Figure 5

Cell Therapy after MI Improved Survival and Prevented LV Dilatation. To determine the reparative effects of edited and unedited cells on the infarcted heart, we allocated 48 12-week-old Balb/C female mice to MI and a single intra-myocardial injection of edited, unedited cells, or saline. LV remodeling and function were assessed by echocardiography before (baseline), 1, 8, and 28 days after MI. On day 28 post-MI, hearts were harvested for further analyses. (A) Survival curve for three treatment groups, 28 days post-MI. Log-rank test for trend analysis demonstrates that mice treated with edited cells had the best survival rate compared with other groups with MI. (B,C) Serial measurements of systolic and diastolic LV volumes revealed that both edited and unedited cells reduced LV dilatation 28 days after MI, compared with the saline-treated group.
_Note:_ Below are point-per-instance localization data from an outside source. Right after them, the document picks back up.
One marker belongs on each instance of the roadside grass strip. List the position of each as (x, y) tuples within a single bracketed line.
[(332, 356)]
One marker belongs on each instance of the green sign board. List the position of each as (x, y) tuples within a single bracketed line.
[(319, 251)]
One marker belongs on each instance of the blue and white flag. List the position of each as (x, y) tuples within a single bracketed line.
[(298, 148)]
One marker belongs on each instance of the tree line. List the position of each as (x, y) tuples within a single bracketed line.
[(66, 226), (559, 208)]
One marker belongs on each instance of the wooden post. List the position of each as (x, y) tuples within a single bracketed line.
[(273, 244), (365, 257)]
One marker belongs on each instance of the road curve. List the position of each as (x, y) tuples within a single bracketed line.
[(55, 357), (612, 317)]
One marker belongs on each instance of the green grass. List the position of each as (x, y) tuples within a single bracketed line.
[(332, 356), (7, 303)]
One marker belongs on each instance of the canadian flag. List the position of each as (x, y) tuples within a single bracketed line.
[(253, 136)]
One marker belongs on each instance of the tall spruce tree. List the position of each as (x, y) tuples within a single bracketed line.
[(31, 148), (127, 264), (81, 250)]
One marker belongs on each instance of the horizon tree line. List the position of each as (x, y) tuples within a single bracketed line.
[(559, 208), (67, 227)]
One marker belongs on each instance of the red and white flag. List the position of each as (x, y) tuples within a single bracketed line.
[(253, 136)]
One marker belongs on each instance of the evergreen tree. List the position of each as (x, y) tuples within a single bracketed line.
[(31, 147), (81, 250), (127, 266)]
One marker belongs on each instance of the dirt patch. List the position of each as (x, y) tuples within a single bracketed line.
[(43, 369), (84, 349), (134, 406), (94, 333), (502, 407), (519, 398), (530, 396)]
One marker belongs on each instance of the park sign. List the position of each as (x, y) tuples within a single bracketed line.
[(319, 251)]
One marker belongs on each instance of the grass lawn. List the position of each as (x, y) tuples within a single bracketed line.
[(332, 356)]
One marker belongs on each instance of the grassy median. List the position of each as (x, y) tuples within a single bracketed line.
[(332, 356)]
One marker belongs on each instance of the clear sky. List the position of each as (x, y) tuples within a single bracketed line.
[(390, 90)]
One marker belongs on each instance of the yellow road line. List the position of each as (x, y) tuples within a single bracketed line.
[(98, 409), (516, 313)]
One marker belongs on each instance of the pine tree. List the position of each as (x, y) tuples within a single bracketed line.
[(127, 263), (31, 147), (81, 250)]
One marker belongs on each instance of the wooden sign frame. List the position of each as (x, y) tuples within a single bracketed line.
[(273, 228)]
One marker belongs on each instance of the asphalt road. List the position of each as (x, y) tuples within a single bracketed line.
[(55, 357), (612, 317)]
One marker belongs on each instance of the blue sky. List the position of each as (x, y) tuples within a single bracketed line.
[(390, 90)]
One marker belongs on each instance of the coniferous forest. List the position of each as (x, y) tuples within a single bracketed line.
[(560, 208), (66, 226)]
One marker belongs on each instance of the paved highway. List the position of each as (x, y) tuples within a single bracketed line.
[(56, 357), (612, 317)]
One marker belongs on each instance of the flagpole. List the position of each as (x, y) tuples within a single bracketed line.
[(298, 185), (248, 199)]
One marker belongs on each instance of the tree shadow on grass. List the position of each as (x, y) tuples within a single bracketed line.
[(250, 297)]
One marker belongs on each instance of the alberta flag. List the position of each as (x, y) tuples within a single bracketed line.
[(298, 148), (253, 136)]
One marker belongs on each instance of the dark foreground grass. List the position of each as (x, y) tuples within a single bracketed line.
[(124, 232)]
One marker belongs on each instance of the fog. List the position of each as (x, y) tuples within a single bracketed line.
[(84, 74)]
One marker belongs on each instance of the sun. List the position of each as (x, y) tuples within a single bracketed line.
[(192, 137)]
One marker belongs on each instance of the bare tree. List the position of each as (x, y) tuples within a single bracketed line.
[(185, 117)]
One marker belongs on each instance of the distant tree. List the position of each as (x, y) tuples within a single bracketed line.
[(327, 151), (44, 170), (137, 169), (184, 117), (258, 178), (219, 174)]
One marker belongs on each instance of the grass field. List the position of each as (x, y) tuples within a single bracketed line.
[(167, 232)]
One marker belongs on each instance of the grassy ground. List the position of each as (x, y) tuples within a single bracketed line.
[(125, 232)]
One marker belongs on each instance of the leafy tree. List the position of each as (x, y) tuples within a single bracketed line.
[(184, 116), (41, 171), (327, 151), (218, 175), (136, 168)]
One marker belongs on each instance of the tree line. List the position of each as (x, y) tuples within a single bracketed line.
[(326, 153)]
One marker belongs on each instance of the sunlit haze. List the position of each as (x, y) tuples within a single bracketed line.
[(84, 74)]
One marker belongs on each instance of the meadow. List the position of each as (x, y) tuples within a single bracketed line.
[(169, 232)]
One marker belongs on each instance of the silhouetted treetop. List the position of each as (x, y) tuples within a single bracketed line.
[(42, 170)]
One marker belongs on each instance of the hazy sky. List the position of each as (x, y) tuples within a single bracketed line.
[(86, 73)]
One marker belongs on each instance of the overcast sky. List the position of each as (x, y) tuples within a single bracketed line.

This favorable effect was statistically significant for the edited cells. (D,E) LV contractility, as indicated by EF and FS, was improved by both edited and unedited cells. This favorable effect was statistically significant for the edited cells. Statistical analyses were performed by repeated-measures two-way ANOVA with Holm-Šídák's multiple comparisons test. (F) To visualize cell engraftment after injection into the infarct, slides were stained with a human mitochondria marker 28 days post-MI. Images acquired with a confocal microscope show batches of human cells adjacent to the viable myocardial islands within the scar in mice treated with edited cells. On the contrary, only sporadic cells were found in mice treated with unedited cells. Abbreviations MI, myocardial infarction; LV, left ventricular; DIC, differential interference contrast; echo, echocardiography; EF, ejection fraction; FS, fractional shortening; hMSCs, human mesenchymal stromal cells.